# Minimum and Maximum¶

The minimum and maximum of a dataset can be very useful statistics, and are relatively simple to calculate. These statistics only apply to quantitative variables.

Minimum Definition

The minimum value is the smallest value in the dataset, or the value that all other values in the dataset are greater than or equal to.

Maximum Definition

The maximum value is the largest value in the dataset, or the value that all other values in the dataset are less than or equal to.

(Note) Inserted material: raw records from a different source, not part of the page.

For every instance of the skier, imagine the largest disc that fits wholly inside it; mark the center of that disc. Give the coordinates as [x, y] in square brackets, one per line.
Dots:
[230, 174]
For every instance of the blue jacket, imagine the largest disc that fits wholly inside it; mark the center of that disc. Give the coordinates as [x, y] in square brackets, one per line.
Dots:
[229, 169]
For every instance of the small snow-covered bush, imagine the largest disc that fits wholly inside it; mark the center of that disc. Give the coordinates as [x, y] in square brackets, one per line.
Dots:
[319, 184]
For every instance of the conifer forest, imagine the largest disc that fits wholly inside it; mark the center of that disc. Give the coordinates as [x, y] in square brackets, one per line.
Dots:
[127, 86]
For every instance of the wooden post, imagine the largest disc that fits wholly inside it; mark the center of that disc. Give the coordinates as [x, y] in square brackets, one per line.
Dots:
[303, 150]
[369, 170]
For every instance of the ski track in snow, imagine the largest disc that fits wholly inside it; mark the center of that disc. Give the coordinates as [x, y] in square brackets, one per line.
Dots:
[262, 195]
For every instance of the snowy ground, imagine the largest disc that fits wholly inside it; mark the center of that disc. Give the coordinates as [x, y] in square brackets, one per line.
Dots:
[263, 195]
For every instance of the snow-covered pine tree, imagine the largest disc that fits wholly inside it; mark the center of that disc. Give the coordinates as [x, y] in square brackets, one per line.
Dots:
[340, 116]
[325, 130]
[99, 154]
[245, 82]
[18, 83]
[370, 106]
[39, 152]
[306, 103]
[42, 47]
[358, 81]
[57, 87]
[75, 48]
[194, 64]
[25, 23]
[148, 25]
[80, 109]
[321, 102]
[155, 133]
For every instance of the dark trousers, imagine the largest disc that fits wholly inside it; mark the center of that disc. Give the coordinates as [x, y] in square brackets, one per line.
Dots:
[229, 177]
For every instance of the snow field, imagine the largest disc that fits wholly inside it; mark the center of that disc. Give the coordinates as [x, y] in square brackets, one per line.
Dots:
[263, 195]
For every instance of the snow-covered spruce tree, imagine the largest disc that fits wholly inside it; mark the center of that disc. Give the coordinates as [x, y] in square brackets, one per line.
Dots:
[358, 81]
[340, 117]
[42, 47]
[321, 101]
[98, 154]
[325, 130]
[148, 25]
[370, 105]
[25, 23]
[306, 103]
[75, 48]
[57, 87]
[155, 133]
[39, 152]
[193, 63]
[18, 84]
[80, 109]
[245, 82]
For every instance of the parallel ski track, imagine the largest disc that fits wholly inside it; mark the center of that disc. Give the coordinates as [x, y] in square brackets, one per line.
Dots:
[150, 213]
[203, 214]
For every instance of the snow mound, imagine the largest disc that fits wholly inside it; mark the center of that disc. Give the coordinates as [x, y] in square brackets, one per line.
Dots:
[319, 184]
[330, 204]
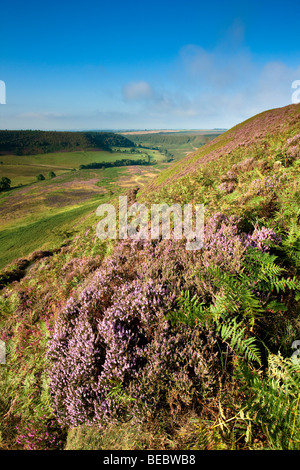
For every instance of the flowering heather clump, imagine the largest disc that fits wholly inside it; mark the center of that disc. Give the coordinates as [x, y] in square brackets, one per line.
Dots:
[265, 186]
[40, 434]
[261, 238]
[130, 345]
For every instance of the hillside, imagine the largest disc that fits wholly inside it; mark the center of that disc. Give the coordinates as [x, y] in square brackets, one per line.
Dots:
[146, 345]
[265, 135]
[35, 142]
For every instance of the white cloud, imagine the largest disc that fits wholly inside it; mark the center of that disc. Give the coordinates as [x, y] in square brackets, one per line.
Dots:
[137, 91]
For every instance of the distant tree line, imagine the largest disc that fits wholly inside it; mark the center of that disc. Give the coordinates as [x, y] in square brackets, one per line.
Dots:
[124, 162]
[34, 142]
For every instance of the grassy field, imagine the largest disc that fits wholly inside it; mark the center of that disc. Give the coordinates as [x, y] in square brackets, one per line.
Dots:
[24, 169]
[179, 144]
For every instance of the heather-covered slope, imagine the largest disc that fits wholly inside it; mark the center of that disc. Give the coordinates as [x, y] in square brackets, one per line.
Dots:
[267, 131]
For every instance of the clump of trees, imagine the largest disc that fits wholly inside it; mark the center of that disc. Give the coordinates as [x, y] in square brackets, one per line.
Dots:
[28, 142]
[124, 162]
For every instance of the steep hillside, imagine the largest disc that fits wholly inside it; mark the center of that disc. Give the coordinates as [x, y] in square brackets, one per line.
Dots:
[142, 344]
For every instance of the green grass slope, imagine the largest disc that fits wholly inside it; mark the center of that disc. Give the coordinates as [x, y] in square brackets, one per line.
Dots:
[239, 295]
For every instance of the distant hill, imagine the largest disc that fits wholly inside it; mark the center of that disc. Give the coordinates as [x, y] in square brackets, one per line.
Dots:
[30, 142]
[269, 140]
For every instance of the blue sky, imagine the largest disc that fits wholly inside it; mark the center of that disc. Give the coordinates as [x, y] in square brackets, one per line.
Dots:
[145, 64]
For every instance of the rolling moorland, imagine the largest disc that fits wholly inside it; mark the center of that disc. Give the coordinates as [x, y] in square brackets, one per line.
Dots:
[192, 349]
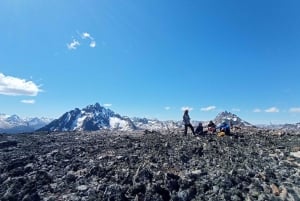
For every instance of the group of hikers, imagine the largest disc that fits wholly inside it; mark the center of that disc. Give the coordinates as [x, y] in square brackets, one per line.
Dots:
[224, 128]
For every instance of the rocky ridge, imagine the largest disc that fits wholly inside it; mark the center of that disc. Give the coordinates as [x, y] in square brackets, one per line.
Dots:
[106, 165]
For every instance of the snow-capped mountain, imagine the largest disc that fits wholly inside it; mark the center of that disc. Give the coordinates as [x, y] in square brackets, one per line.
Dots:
[90, 118]
[230, 118]
[16, 124]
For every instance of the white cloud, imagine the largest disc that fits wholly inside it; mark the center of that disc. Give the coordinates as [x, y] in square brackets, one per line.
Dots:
[257, 110]
[93, 44]
[13, 86]
[85, 35]
[167, 108]
[209, 108]
[186, 108]
[272, 110]
[31, 101]
[82, 36]
[73, 45]
[294, 110]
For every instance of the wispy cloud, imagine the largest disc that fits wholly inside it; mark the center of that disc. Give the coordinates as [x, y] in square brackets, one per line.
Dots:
[80, 41]
[73, 45]
[236, 109]
[294, 110]
[186, 108]
[257, 110]
[272, 110]
[209, 108]
[86, 35]
[31, 101]
[167, 108]
[93, 44]
[13, 86]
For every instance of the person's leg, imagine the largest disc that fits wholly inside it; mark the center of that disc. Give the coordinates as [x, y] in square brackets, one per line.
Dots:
[185, 129]
[192, 128]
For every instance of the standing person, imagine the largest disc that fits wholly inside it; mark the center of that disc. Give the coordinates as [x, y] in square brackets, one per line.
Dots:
[187, 123]
[199, 129]
[224, 127]
[211, 127]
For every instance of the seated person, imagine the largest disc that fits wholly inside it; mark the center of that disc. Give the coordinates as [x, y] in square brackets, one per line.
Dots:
[199, 129]
[224, 127]
[211, 127]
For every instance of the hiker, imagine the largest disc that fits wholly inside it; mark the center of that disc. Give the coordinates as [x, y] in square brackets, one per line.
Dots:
[187, 123]
[199, 129]
[211, 127]
[224, 127]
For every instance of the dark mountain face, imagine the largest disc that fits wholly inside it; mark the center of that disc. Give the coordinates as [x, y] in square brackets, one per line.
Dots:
[90, 118]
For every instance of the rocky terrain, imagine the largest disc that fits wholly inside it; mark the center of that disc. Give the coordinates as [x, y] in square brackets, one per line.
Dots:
[112, 166]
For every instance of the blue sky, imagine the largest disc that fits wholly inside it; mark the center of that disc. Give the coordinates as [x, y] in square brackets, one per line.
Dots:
[152, 58]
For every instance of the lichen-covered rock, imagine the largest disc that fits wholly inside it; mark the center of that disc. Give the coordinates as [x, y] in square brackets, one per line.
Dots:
[153, 166]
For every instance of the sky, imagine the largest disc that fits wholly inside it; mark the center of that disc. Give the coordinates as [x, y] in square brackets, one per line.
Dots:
[152, 58]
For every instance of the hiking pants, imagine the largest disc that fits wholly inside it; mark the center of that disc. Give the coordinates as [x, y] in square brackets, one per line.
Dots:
[186, 126]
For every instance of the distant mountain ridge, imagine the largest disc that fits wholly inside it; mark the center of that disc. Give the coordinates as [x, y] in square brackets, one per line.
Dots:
[16, 124]
[90, 118]
[95, 117]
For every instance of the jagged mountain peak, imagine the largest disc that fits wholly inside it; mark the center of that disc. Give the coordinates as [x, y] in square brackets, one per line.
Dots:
[91, 118]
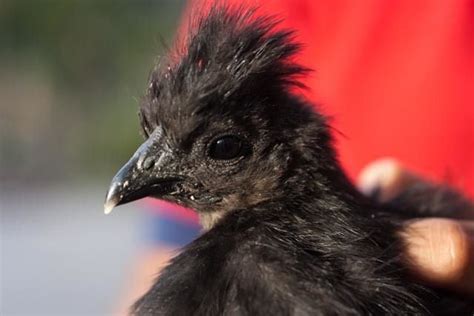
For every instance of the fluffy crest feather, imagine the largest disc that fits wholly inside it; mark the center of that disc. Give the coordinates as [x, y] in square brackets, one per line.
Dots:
[227, 54]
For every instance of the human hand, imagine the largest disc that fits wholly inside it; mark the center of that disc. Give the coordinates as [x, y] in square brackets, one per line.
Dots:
[438, 251]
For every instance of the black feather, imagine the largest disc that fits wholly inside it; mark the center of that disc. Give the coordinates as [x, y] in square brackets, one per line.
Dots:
[289, 233]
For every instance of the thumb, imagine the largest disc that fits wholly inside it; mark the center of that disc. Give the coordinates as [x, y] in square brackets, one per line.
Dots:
[441, 252]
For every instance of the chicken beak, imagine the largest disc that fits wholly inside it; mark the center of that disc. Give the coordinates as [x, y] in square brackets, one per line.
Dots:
[145, 174]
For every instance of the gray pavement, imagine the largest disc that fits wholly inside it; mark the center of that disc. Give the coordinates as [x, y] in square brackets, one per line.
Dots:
[60, 255]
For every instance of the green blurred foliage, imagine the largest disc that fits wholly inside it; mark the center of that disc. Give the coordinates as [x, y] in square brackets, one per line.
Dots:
[72, 73]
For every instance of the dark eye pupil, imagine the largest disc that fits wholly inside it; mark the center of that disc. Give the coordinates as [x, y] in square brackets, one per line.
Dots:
[225, 148]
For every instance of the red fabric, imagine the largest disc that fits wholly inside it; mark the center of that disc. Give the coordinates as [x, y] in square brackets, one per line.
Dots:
[397, 78]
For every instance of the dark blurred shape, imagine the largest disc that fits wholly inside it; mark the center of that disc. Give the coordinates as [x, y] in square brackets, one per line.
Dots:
[71, 75]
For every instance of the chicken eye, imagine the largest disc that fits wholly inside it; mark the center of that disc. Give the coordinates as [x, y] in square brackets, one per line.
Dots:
[225, 148]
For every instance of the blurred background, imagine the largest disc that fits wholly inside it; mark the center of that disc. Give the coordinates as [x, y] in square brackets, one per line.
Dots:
[71, 75]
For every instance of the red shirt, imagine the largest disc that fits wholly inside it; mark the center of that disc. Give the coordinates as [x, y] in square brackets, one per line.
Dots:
[396, 77]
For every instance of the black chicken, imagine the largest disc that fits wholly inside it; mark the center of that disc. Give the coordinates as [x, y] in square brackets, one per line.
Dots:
[286, 232]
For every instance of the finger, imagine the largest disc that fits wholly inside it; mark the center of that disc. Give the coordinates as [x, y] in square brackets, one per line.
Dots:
[387, 177]
[441, 252]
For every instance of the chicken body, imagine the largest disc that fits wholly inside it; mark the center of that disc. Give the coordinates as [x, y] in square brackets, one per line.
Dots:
[287, 233]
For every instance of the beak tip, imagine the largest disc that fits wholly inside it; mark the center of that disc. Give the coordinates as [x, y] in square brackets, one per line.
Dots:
[111, 201]
[108, 207]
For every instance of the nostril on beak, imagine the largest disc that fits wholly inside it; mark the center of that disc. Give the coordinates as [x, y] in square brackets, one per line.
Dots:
[148, 163]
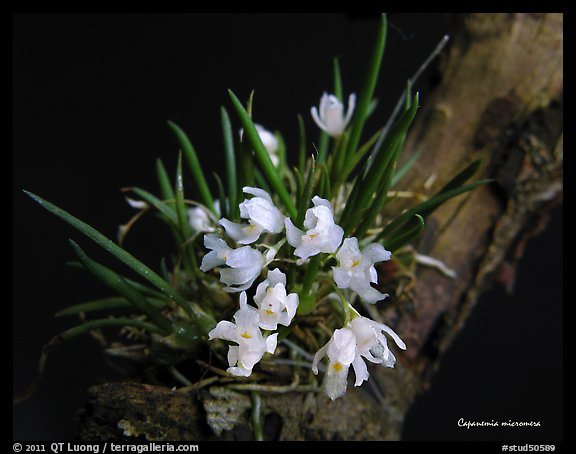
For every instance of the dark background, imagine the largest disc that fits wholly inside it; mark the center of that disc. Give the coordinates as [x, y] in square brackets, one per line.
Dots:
[91, 94]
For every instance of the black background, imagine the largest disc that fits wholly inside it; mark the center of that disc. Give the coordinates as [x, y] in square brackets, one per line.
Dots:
[91, 94]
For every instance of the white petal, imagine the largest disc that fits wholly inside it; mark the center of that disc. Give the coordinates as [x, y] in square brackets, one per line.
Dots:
[324, 103]
[257, 192]
[276, 276]
[232, 355]
[317, 119]
[333, 239]
[335, 383]
[291, 304]
[211, 260]
[360, 370]
[319, 201]
[265, 214]
[215, 243]
[244, 257]
[342, 346]
[341, 277]
[349, 250]
[239, 276]
[293, 234]
[376, 253]
[138, 204]
[318, 356]
[224, 330]
[351, 106]
[391, 333]
[271, 342]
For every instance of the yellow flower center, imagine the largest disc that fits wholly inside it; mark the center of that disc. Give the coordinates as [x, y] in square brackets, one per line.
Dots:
[338, 367]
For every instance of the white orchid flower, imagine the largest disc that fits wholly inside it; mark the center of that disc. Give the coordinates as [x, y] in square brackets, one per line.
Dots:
[246, 333]
[356, 268]
[262, 215]
[341, 351]
[361, 338]
[331, 117]
[371, 344]
[322, 234]
[274, 305]
[245, 263]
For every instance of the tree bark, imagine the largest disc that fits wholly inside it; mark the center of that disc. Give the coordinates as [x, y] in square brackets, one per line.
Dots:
[499, 97]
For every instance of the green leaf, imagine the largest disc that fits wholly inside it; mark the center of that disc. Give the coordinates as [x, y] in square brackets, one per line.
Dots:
[338, 91]
[353, 161]
[411, 232]
[123, 288]
[383, 159]
[262, 156]
[302, 148]
[195, 167]
[368, 90]
[230, 161]
[221, 196]
[164, 181]
[427, 207]
[323, 142]
[184, 223]
[306, 196]
[105, 304]
[165, 209]
[405, 168]
[125, 257]
[281, 154]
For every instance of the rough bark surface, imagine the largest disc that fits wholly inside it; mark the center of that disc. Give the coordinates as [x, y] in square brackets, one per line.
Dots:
[499, 97]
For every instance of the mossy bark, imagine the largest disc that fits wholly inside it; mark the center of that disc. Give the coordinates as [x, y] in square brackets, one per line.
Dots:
[498, 97]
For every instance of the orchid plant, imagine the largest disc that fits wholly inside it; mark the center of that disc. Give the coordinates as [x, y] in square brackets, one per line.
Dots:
[288, 240]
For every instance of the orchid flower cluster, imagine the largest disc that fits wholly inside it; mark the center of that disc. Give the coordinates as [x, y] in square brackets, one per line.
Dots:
[240, 267]
[306, 237]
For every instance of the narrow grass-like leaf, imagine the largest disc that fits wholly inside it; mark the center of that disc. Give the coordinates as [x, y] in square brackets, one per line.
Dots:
[338, 91]
[230, 160]
[184, 227]
[147, 291]
[411, 232]
[353, 161]
[368, 89]
[383, 159]
[261, 181]
[222, 197]
[323, 143]
[405, 168]
[195, 166]
[122, 255]
[105, 304]
[164, 181]
[302, 148]
[427, 207]
[306, 196]
[281, 154]
[119, 285]
[162, 207]
[381, 196]
[262, 156]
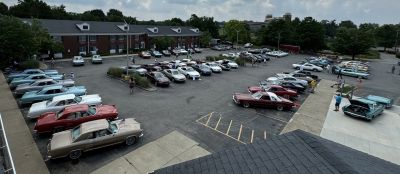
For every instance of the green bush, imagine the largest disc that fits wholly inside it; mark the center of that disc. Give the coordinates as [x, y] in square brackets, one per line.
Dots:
[115, 72]
[30, 64]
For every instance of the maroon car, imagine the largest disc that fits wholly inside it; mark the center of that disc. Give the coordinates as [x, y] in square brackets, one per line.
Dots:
[278, 90]
[72, 116]
[263, 99]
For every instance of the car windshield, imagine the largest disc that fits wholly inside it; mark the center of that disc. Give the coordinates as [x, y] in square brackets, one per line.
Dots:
[257, 95]
[78, 99]
[75, 133]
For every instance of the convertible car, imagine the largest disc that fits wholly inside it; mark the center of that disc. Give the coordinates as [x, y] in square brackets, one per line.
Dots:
[29, 72]
[93, 135]
[363, 108]
[60, 102]
[262, 99]
[48, 93]
[72, 116]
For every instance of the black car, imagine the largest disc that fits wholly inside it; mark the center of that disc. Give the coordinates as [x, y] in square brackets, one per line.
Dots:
[202, 69]
[158, 78]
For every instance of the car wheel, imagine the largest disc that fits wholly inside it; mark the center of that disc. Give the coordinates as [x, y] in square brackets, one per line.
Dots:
[75, 154]
[130, 141]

The minimum or maximum value is sometimes the only value you need to know. For example, suppose your university has organized a field trip for your class to a concert, but the event is at a 21+ venue so people under the age of 21 are not allowed in. In this case, knowing that the minimum age of the students in your class is 21 is sufficient, as that tells you that everyone in the class is at least 21 and that all members of the class can go on the field trip.

## Example: Dice Roll¶

Consider rolling a standard dice.

• There are six faces.

• Each face is equally likely to land face up.

• The faces are labelled as follows: 1, 2, 3, 4, 5, 6.

It might seem unnecessary to use Sheets to calculate the minimum and maximum possible results of a dice roll, but when there are thousands of values instead of six, using Sheets or some other tool will be a necessity.

You can calculate the minimum and maximum value in Sheets using the `MIN` and `MAX` functions respectively.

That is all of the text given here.